Wicemarszałek Marek Moszczyński, który w tym tygodniu wizytował szpital w Górze nie chce ocenieć, ani rokować wynikom starań samorządu powiatowgo o utrzymanie tej placówki. Zauważa jednak, że poza zmniejszeniem zadłużenia potrzebne będą dodatkowe pieniądze na doprowadzenie szpitala do określonych standardów.
-Od możliwości finansowych powiatu i decyzji radnych powiatowych zależy przyszłość szpitala - podkreśla Moszczyński
Według wicemarszałka szpital w Górze nie spełnia standardów określonych przez rozporzadzenie ministra zdrowia.
-Namawiałem zarząd powiatu, aby zlecić zewnętrznej firmie przeprowadzenie audytu, aby określić dokładnie jakie prace muszą być podjęte, aby te standardy spełniać i ile to będzie kosztować - mówi wicemarszałek.
Standard oferowanych usług będzie ważnym atutem przy tworzeniu sieci szpitali Dolnego Śląska. Póki co, nie jest określona liczba placówek, które się w niej znajdą.
-Mamy program sposobu tworzenia takiej sieci.
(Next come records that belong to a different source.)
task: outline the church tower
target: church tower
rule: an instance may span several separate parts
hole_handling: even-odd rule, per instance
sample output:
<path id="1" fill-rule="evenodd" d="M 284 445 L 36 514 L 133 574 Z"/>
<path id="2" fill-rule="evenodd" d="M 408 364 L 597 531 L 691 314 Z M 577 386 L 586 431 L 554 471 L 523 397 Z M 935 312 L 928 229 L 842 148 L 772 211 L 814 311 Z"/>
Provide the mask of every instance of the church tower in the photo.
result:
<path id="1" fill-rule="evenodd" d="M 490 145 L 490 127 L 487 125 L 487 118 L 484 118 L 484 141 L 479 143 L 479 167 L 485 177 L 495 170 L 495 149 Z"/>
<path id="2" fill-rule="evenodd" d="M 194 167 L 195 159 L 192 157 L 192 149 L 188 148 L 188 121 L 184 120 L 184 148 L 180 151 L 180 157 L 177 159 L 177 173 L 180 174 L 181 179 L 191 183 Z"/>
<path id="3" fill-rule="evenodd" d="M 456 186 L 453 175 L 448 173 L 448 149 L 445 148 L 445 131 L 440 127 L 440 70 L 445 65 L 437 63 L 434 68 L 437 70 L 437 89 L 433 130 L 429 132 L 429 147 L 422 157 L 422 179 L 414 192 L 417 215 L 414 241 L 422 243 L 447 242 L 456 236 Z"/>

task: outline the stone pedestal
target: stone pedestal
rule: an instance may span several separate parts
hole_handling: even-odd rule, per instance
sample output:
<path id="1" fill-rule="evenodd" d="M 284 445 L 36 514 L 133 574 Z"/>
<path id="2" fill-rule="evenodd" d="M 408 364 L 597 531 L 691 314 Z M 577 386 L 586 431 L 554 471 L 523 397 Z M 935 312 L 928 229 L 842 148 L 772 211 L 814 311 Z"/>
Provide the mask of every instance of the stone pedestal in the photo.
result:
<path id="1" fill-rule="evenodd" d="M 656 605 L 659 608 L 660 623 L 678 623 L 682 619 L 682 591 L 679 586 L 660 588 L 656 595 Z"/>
Są wytypowane centra medyczne, które na pewno będą funkcjonować - zaznacza wicemarszałek.
Mowa jest o szpitalu w Kłodzku, w Jeleniej Górze i Legnicy oraz ograniczonym zespole szpitali we Wrocławiu.
-Pozostałe szpitale traktujemy jako satelitarne, które w zależności miedzy innymi od stanu technicznego i możliwości działania, trzeba będzie rozważyć czy wejdą w sieć, czy nie - twierdzi Moszczyński.
Zdaniem wicemarszałka szpital w Górze natychmiast powinien rozpocząć starania o osiągnięcie wyznaczonych standardów, w innym przypadku może być zamknięty np. przez kontrolę sanitarną. -Niepokoi mnie stan sanitarny tego szpitala - przyznał Moszczyński.